In a globalised world , the need to maintain some distinguishing edge is all the more essential, not only to grow or protect market share, but also to provide anchors to defend appropriation of value by adjacent players in the supply chain.

 

This perspective of Innovation Governance assumes that innovation is essential in any activity, and that the future winners (businesses, regions, nations) will be the ones that master innovation most effectively, as discussed in Why Innovation Matters. It is worth recalling that the almost universal acknowledgement of the role of innovation was not always so - it is a relatively recent addition to accepted wisdom in wider business comment since, let's say, 2005. So while there is an extensive and long-standing academic literature on innovation, the embodiment of innovation in wider thinking amongst the political and business classes is still often at a much earlier stage.

Research in Australia found that many members of major company Boards did not feel innovation was something they needed to engage in.

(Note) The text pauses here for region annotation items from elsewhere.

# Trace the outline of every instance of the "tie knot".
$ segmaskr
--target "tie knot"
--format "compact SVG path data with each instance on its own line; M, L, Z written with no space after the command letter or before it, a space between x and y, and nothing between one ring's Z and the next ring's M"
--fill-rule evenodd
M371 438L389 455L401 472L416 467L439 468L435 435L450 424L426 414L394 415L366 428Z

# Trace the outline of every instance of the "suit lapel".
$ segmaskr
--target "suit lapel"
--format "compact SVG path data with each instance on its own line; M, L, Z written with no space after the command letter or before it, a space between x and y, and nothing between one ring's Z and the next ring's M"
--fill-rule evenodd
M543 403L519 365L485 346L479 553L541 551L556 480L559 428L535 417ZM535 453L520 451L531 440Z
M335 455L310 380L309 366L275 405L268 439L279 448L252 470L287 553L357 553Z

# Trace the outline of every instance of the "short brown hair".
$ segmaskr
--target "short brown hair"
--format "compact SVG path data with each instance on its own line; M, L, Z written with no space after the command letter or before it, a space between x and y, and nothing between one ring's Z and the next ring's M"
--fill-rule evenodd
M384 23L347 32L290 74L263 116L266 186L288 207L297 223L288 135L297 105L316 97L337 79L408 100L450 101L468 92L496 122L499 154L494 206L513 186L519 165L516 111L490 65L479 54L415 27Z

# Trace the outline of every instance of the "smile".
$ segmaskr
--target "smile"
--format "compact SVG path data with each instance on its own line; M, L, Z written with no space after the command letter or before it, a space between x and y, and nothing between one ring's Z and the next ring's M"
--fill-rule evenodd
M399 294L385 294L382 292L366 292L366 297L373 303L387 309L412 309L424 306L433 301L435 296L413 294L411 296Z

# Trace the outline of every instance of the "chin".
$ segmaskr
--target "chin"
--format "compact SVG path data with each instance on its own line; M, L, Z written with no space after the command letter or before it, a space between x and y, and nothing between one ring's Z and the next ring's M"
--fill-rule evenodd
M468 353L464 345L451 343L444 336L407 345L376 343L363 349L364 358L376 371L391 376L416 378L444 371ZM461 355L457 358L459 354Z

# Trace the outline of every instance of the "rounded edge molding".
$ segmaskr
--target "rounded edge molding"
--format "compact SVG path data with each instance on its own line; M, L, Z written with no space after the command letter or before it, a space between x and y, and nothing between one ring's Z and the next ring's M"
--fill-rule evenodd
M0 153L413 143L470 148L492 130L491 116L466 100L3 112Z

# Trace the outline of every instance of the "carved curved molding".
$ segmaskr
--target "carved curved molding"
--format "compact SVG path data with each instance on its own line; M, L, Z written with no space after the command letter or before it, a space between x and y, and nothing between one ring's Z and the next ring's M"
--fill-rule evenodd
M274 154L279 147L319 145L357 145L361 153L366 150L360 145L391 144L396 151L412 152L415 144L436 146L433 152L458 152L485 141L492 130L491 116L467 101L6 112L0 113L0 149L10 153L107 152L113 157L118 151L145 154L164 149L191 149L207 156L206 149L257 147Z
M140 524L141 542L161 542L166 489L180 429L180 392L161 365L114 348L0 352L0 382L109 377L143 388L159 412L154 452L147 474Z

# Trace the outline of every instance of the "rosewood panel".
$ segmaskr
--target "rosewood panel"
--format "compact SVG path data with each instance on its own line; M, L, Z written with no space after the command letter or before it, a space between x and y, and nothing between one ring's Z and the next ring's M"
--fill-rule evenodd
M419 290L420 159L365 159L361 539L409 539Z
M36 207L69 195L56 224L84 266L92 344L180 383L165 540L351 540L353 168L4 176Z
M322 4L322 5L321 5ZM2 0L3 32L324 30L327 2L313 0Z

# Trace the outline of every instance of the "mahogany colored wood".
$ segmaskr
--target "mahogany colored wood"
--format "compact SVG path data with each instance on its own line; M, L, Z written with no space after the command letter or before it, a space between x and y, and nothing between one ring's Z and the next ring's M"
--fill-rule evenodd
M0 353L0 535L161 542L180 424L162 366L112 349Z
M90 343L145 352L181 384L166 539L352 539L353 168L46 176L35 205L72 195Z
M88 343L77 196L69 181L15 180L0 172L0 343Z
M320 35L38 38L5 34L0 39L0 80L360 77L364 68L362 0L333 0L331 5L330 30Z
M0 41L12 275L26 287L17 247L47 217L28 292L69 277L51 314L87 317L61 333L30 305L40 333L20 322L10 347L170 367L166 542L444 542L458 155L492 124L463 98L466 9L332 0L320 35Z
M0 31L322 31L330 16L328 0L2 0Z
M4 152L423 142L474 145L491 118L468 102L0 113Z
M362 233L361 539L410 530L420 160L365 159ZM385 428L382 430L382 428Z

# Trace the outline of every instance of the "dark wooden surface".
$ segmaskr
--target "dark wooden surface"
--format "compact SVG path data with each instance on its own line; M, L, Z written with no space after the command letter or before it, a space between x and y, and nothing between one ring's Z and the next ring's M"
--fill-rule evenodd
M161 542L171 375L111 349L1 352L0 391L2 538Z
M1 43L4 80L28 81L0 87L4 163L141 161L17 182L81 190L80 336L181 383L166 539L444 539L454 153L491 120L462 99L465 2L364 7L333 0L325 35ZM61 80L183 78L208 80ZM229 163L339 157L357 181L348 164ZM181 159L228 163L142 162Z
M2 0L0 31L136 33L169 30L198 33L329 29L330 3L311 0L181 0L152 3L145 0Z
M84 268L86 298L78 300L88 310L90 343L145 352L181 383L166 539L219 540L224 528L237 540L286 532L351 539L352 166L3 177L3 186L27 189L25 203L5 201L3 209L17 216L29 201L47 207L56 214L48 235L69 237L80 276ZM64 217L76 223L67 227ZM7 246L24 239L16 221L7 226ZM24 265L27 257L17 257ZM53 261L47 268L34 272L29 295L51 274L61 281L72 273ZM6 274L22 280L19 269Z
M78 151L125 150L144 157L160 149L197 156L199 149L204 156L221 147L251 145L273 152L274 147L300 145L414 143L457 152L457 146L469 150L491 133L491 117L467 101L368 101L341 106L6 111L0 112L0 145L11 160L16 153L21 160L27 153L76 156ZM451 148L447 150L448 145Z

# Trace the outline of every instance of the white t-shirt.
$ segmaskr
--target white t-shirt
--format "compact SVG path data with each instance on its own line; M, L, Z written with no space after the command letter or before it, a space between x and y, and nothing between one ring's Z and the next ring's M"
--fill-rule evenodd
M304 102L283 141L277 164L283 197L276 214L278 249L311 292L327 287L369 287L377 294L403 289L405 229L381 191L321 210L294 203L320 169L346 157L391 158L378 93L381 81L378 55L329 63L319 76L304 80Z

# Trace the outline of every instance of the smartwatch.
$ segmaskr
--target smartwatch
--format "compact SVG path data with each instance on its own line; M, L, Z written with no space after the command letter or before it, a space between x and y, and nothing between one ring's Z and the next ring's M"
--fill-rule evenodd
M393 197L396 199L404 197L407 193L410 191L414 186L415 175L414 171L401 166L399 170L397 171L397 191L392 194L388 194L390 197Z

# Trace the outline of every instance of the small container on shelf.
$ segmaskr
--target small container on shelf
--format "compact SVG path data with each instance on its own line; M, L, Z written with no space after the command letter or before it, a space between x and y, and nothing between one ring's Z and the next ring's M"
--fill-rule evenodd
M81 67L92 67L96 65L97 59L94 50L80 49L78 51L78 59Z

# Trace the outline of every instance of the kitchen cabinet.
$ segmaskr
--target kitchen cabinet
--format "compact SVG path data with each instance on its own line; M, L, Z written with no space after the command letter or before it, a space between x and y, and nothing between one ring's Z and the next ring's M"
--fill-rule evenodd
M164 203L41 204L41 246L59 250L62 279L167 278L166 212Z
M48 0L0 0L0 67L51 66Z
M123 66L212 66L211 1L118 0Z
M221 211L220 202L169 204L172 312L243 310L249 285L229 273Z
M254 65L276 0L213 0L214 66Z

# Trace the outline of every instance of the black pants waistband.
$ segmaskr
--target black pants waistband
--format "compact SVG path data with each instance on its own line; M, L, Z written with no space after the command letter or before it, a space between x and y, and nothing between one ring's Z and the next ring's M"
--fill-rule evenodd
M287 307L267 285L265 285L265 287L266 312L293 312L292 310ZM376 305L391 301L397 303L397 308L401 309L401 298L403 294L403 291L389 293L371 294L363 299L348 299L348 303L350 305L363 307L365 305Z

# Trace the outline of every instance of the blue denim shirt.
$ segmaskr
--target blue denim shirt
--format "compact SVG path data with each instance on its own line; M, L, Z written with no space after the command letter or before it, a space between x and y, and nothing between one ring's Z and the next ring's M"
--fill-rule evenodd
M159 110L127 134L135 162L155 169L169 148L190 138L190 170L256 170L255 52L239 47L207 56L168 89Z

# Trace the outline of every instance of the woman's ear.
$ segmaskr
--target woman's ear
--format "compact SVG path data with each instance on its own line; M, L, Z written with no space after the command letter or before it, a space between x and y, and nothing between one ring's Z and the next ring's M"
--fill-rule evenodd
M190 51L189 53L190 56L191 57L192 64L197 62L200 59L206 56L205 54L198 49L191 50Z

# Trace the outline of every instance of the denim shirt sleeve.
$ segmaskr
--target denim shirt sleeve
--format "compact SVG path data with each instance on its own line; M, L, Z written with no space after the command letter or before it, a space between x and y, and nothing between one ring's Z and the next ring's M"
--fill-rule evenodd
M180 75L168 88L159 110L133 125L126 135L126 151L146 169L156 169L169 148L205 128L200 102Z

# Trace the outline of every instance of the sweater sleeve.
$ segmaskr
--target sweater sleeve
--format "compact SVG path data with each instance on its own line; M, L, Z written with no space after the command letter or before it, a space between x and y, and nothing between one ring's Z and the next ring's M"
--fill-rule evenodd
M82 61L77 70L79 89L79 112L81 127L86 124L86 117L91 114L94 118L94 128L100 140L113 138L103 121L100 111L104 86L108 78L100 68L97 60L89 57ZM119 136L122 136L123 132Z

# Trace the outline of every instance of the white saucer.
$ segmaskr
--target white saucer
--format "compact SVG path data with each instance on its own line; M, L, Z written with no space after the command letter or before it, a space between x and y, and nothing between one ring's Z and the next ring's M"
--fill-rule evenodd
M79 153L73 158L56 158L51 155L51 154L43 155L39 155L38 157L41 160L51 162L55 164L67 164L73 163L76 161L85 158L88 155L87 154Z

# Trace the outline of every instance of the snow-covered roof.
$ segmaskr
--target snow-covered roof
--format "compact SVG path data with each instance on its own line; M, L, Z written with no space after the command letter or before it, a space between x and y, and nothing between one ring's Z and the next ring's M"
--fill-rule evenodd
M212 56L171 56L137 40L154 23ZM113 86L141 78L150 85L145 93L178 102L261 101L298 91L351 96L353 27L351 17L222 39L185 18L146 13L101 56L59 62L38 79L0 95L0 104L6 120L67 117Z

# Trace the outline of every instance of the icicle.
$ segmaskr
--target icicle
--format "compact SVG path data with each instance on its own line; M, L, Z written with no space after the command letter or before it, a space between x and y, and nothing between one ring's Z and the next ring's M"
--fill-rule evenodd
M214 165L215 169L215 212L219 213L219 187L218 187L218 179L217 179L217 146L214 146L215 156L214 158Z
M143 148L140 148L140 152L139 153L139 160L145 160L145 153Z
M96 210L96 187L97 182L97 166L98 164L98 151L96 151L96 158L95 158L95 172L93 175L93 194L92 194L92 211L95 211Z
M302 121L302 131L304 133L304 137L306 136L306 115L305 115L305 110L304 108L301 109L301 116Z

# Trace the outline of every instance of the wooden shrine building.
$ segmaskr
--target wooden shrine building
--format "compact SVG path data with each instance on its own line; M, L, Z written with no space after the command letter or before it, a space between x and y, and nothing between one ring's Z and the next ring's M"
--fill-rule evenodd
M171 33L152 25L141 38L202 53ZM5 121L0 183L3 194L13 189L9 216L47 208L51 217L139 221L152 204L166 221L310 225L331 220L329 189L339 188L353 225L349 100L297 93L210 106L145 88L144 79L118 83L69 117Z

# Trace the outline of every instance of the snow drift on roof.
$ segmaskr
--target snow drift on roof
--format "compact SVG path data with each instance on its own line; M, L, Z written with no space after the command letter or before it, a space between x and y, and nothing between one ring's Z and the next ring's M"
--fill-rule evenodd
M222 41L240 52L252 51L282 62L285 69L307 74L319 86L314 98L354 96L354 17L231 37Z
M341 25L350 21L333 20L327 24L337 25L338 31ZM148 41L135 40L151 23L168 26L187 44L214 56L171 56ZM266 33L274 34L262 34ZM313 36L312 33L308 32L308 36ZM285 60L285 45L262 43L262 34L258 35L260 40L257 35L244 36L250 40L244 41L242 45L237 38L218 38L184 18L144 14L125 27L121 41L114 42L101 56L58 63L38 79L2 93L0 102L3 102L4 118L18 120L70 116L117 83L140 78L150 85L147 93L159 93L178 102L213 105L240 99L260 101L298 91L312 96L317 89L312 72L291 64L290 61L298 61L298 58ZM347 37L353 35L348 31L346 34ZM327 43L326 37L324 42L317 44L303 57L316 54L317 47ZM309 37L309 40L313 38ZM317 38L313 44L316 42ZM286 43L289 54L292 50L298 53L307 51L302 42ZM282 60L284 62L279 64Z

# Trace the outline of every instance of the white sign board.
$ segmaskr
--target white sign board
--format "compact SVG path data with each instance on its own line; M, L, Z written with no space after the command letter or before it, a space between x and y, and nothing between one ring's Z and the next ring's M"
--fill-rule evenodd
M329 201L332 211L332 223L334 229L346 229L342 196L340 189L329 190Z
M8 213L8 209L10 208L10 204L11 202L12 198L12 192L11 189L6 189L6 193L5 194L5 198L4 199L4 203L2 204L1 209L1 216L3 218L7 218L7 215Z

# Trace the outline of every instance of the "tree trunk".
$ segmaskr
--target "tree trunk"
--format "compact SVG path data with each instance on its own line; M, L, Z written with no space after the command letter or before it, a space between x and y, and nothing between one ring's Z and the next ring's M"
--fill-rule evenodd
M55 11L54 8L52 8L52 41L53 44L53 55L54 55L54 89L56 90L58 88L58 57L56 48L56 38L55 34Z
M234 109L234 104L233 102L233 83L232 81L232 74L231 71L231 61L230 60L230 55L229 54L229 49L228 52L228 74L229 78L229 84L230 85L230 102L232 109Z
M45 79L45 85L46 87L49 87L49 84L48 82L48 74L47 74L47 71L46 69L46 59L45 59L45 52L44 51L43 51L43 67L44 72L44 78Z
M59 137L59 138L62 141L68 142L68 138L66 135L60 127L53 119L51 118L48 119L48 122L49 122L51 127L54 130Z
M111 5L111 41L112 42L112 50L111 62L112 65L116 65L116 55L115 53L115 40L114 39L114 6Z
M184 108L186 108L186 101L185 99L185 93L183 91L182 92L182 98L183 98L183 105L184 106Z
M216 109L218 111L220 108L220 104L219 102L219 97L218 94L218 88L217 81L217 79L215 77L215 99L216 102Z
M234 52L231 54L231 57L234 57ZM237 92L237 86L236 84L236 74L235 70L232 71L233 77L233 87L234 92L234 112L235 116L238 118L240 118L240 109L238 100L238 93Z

Likewise, the business and organisational fabric that promotes innovation is often undeveloped, with consequences that hold back the ability of businesses to create wealth in the globalized world, and ability of the public sector to respond to new policy imperatives.

The observation that kicked off research into Innovation Governance was a review of the committee structure of the Boards of Directors of major companies and public sector bodies. While almost all had major functions of governance covered by a formal committee, including audit, risk, human resources, corporate social responsibility, very few indeed had anything that looked like an innovation committee addressing the governance aspects of ensuring the organisation was tackling innovation in the most effective way. This was despite the role innovation played in the future success of these businesses, and the fact that many of their medium term risks were related to innovation related outcomes.

This leads to the question: "How do the Boards of these organisations satisfy themselves, their shareholders and other stakeholders that the processes, priorities and behaviours that drive successful innovation are sound?" Do market analysts have access to the information they need to assess how well a business is preparing its future competitive strengths? Clearly some of these aspects will be kept from the public domain - companies with a good architecture for innovating will not want that shared - but that is no different from other market-sensitive aspects that are made available in a controlled way.

So the idea behind Innovation Governance does not refer directly to the tools and techniques that practitioners of innovation and their managers must use to achieve innovation and outcomes (Innovation Management), but about establishing the "regime" within which innovation practice is optimised, evolved and scrutinized as an integral part of the wider governance of any organisation. This distinction is equivalent, in the financial management context, to the difference between what managers and their business units do in meeting financial targets, compared with the construction of the reporting and audit regime that feeds internal and Board level review. Clearly governance and management are closely related, but the distinction between how top-down leadership and scrutiny has effect, versus the techniques needed to deliver, is a clear one.